First, who knew that Alex had his finger on the pulse like that? The COMMENTS section following the article is a fascinating window into some of the issues we’re playing with this term (sorry): some commenters see an enjoyable and subversive “hustle”; some see a counterludic structure of gamified exploitation being exposed by canny performance artists; some see a fascinating metagame at work; others see what Huizinga calls the “spoil-sport” ruining the Bike Angels game in a “this is why we can’t have nice things” vein.
Second, as we look at Montfort and Strickland’s project, I wanted to alert you to an important precursor, Raymond Queneau’s Cent mille milliards de poèmes (1960), a paper-based machine of sorts that generates 100 trillion sonnets and was the founding act, more or less of OULIPO, a collective of mostly French avant-garde writers (the acronym translates to “workshop for potential literature”) who experimented algorithmic and other hacks to play with words. Montfort and Strickland are quite aware of this legacy and I think the Spar project is an homage of sorts.

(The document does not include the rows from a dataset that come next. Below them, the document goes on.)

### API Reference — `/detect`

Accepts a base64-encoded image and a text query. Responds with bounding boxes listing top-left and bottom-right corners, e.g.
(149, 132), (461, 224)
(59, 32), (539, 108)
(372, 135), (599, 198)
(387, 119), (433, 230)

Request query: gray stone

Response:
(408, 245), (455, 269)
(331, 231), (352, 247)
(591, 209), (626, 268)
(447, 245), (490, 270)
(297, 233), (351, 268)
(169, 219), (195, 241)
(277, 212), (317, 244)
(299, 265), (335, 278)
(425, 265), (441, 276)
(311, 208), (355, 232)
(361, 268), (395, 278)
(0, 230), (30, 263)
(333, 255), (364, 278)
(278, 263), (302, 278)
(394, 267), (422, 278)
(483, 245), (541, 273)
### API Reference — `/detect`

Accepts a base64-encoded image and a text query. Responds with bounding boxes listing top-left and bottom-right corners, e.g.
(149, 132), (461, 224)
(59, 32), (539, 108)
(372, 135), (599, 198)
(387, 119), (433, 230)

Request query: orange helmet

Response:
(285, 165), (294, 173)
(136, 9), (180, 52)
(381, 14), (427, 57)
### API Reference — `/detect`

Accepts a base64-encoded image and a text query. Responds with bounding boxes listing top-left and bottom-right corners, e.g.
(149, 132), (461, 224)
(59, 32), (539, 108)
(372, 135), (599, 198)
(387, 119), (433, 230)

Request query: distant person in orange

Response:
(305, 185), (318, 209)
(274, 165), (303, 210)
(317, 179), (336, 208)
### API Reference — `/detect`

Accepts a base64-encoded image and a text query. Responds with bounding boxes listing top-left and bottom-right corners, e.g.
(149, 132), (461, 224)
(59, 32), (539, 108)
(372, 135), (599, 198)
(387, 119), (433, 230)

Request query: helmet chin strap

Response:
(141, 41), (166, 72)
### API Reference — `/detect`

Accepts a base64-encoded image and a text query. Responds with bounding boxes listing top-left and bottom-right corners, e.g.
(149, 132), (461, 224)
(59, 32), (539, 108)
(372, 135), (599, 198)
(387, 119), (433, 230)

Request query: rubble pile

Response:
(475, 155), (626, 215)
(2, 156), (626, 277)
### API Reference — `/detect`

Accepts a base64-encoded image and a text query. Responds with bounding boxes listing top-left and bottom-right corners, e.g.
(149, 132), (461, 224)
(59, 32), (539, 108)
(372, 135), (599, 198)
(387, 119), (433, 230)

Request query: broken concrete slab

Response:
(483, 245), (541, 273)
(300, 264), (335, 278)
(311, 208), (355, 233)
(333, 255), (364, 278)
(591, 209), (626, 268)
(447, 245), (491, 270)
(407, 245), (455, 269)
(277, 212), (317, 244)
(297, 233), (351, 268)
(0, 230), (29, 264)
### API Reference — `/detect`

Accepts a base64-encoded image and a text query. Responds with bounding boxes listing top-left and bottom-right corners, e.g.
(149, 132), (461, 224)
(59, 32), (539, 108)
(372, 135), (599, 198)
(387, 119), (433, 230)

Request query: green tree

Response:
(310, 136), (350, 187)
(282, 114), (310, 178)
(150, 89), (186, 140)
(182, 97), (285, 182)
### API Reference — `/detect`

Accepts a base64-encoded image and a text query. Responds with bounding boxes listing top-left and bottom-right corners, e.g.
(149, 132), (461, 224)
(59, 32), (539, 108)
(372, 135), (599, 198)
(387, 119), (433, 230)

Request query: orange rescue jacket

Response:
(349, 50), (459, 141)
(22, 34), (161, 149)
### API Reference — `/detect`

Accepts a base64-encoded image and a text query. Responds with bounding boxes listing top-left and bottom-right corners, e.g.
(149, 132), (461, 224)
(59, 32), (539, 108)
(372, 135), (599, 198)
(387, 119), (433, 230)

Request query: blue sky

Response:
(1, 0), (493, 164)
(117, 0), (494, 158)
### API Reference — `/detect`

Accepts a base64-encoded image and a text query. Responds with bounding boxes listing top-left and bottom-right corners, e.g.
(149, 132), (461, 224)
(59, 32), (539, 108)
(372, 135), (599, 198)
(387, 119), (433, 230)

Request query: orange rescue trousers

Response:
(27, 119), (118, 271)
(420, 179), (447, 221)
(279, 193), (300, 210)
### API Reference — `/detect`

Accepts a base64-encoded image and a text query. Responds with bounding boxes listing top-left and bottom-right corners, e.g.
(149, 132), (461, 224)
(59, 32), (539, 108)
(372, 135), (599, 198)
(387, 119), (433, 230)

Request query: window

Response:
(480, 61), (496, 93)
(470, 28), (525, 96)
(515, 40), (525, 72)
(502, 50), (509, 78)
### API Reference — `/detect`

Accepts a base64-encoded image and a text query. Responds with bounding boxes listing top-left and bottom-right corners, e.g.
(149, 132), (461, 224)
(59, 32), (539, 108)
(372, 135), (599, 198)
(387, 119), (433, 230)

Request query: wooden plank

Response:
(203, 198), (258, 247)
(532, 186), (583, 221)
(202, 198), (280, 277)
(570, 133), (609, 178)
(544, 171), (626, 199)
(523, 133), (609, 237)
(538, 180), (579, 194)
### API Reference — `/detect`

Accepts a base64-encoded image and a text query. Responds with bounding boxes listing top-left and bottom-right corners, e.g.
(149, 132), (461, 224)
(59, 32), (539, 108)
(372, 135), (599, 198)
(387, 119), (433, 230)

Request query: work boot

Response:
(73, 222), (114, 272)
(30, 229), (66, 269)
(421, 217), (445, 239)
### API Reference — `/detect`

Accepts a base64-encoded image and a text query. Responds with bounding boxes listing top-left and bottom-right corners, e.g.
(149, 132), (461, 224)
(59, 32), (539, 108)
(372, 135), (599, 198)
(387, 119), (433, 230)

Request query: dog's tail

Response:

Here’s a cute early Web transposition of Queneau’s project (the Interwebs used to be fun, folks!). If anyone is interested in histories of the avant garde, there are lots of final project possibilities re: OULIPO, Surrealism, Fluxus, etc. etc.
Oh yeah: one more thing. I shared an open link to the NYT piece, but in case you don’t know, all CUNY folk get free digital access to the NYT! And the WSJ (Whomp whomp).